BACKGROUND: It has been shown previously that proline-directed protein kinase F(A) (PDPK F(A)) is overexpressed in various human malignancies compared with its expression in normal controls, and the suppression of overexpressed PDPK F(A) is capable of inhibiting the growth of various types of human carcinoma cells, suggesting a role for this PDPK in human malignancies. In this report, the authors combine immunohistologic, molecular, cellular, and clinicopathologic studies to demonstrate further an essential critical role for overexpressed PDPK F(A) in bladder carcinoma invasion, chemoresistance, and poor prognosis.
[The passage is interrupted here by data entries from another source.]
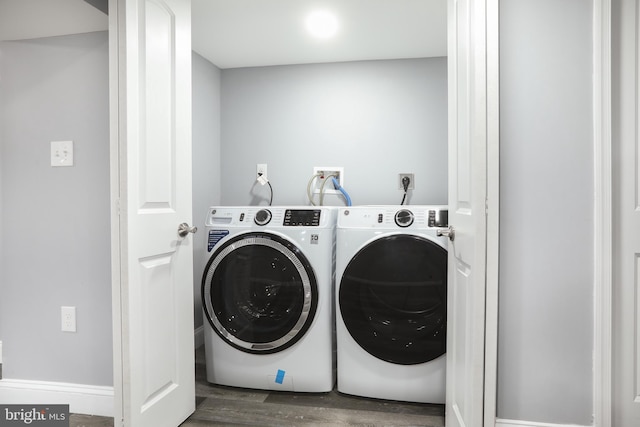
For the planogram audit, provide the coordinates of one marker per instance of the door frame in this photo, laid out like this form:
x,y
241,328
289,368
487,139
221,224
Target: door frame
x,y
119,183
603,210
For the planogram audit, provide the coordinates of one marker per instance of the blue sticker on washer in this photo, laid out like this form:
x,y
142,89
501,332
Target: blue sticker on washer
x,y
214,237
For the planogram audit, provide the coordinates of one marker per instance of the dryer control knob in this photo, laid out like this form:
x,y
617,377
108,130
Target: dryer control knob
x,y
263,216
404,218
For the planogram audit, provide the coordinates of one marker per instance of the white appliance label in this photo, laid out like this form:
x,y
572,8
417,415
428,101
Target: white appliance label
x,y
214,237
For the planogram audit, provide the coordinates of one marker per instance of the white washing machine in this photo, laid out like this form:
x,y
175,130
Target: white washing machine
x,y
267,293
391,302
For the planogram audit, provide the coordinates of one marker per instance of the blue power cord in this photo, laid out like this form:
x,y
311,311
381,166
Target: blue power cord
x,y
338,187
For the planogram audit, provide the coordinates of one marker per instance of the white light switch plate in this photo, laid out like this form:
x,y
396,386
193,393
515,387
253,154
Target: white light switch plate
x,y
61,153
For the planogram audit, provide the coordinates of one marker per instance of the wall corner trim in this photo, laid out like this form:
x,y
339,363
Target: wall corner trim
x,y
518,423
81,398
198,336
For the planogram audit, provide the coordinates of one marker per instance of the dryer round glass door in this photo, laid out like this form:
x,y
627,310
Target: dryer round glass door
x,y
259,293
393,299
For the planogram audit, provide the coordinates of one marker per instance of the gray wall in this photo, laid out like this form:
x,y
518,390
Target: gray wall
x,y
546,214
206,160
374,118
55,221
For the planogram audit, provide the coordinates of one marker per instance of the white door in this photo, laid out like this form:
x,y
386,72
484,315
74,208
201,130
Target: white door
x,y
626,216
150,69
467,201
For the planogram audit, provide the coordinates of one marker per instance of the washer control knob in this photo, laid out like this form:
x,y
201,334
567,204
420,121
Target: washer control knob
x,y
404,218
263,216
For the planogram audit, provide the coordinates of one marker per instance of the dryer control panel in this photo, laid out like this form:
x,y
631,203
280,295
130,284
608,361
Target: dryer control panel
x,y
393,217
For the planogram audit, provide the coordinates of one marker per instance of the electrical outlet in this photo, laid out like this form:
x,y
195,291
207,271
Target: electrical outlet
x,y
325,171
411,177
261,171
68,316
61,153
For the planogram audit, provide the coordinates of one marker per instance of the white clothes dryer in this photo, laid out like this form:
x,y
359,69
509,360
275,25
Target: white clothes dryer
x,y
267,293
391,302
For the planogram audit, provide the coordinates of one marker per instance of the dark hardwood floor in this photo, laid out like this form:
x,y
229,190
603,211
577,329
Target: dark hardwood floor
x,y
229,406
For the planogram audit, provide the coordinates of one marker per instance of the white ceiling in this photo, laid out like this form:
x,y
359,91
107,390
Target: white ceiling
x,y
249,33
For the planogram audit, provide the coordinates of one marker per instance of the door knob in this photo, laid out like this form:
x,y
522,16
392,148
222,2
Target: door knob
x,y
447,232
184,229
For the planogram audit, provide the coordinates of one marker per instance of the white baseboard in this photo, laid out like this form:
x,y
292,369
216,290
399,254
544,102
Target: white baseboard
x,y
199,336
82,399
518,423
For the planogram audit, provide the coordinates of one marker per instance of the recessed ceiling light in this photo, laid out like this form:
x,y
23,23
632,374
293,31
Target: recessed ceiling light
x,y
322,24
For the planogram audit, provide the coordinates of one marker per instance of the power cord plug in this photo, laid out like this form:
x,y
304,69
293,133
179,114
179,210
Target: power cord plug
x,y
405,183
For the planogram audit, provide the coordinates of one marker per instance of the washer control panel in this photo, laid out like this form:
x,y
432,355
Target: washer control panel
x,y
301,218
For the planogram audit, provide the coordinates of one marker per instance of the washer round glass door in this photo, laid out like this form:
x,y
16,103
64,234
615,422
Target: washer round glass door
x,y
259,293
393,299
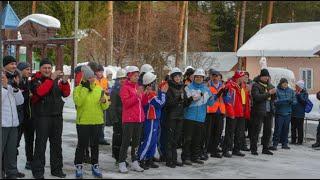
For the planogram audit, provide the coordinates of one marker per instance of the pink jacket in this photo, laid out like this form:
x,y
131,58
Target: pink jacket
x,y
132,103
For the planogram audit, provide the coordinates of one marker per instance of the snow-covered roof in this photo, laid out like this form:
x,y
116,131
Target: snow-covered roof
x,y
284,40
42,19
9,19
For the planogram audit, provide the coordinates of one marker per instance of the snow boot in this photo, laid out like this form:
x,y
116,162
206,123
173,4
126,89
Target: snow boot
x,y
123,168
96,171
79,171
136,167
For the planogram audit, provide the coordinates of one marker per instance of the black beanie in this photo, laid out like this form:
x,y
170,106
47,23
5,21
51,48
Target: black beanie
x,y
264,72
8,59
45,61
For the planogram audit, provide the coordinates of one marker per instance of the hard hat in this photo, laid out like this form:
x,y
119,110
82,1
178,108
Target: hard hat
x,y
132,69
147,68
175,70
148,78
199,72
121,73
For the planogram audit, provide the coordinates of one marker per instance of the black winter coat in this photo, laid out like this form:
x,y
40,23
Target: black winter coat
x,y
260,97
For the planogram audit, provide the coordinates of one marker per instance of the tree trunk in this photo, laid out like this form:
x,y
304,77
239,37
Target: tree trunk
x,y
34,7
270,13
109,58
180,34
136,39
243,18
261,15
236,33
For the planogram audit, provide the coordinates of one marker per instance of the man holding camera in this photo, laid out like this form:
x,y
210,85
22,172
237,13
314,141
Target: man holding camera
x,y
48,88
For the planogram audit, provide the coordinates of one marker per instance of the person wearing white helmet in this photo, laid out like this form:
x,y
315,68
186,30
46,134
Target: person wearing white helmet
x,y
116,113
144,69
195,116
152,110
133,100
176,102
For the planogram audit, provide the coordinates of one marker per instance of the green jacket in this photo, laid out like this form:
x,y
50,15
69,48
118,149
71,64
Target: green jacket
x,y
89,108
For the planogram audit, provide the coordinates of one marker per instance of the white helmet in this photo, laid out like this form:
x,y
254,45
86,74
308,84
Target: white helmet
x,y
109,71
188,67
199,72
148,78
147,68
175,70
131,69
121,73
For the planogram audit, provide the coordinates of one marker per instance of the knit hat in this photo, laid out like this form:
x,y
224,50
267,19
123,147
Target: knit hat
x,y
87,72
8,59
300,84
45,61
264,72
238,74
23,65
283,80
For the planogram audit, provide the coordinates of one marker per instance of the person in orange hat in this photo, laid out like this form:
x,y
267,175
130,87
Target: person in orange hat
x,y
237,110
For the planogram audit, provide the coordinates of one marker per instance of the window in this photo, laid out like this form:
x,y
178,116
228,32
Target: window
x,y
306,74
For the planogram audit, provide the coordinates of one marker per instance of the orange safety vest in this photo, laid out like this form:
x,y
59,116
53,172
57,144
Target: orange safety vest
x,y
219,104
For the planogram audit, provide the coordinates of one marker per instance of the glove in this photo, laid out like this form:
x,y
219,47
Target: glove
x,y
86,84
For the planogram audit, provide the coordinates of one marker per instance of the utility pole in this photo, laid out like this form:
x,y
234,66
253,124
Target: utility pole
x,y
243,18
185,45
76,23
1,70
110,32
270,13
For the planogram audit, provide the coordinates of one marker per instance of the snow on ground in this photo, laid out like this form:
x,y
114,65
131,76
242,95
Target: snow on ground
x,y
299,162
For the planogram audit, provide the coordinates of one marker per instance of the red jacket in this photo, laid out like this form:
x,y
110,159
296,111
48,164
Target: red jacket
x,y
132,103
234,106
42,86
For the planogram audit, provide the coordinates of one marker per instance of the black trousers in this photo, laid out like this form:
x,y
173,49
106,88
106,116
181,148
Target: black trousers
x,y
173,135
48,127
28,130
86,134
234,134
131,132
297,125
215,132
116,140
256,125
192,140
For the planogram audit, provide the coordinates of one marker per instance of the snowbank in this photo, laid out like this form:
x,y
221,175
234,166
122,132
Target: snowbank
x,y
42,19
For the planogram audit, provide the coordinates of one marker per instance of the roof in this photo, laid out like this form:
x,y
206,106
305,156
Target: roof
x,y
9,19
42,19
220,61
284,40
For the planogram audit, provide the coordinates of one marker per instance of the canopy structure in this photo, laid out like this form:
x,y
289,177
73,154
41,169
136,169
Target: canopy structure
x,y
284,40
9,18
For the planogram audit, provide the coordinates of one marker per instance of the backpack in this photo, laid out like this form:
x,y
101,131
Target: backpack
x,y
309,106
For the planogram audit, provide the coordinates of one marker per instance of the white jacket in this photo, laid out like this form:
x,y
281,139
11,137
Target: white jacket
x,y
10,101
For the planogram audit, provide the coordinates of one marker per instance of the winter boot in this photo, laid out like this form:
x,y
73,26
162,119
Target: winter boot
x,y
150,163
96,171
136,167
123,168
28,165
144,165
79,171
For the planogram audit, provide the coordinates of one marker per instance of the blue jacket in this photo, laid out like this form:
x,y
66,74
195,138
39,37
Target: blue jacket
x,y
298,110
155,105
285,100
198,109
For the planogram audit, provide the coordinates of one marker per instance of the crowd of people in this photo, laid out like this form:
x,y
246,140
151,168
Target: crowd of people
x,y
188,110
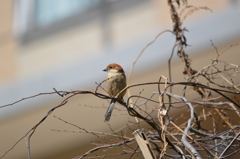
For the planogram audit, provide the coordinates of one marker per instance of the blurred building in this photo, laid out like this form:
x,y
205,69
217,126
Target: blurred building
x,y
63,44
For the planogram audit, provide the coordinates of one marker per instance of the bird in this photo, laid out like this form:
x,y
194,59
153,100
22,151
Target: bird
x,y
115,83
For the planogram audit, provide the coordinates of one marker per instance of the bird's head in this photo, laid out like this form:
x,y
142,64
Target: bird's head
x,y
114,68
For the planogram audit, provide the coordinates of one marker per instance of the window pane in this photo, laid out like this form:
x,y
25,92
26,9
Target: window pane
x,y
50,11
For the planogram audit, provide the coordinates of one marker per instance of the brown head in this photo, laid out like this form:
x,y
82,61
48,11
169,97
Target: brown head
x,y
114,68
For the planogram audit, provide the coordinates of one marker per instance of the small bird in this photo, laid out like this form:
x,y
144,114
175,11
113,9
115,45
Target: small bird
x,y
115,82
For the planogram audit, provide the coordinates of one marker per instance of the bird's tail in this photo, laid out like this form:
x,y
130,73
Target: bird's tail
x,y
109,111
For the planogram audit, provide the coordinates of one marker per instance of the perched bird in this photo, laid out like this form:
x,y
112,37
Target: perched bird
x,y
115,82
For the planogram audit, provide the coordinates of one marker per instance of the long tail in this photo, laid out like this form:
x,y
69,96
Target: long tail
x,y
109,111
METHODS: The expression and localization of PDPK F(A) were analyzed by the immunohistochemical staining of specimens obtained from patients with primary transitional cell carcinoma (TCC) of the bladder. The stable antisense clones of human bladder carcinoma cells with specific suppression of overexpressed PDPK F(A) were established for invasion and chemosensitivity studies. RESULTS: The immunohistochemical study revealed that PDPK F(A) was overexpressed preferentially in the invasive bladder carcinoma tissues. It was found that the stable antisense clones with specific suppression of overexpressed PDPK F(A) to approximately 40% of the parental control level were capable of inhibiting the invasive activity and simultaneously enhancing the chemosensitivity of bladder carcinoma cells to various therapeutic drugs, such as vinblastine, vincristine, paclitaxel, and bleomycin. Clinicopathologic studies also revealed a correlation between overexpressed PDPK F(A) and disease recurrence/survival in patients with primary TCC (P < 0.05). CONCLUSIONS: Taken together, the results demonstrate an essential critical role of overexpressed PDPK F(A) in invasion, chemoresistance, and poor prognosis. Suppression of overexpressed PDPK F(A) may provide a new potential target for therapeutic intervention aimed at preventing chemoresistance, disease progression, and recurrence in patients with bladder carcinoma.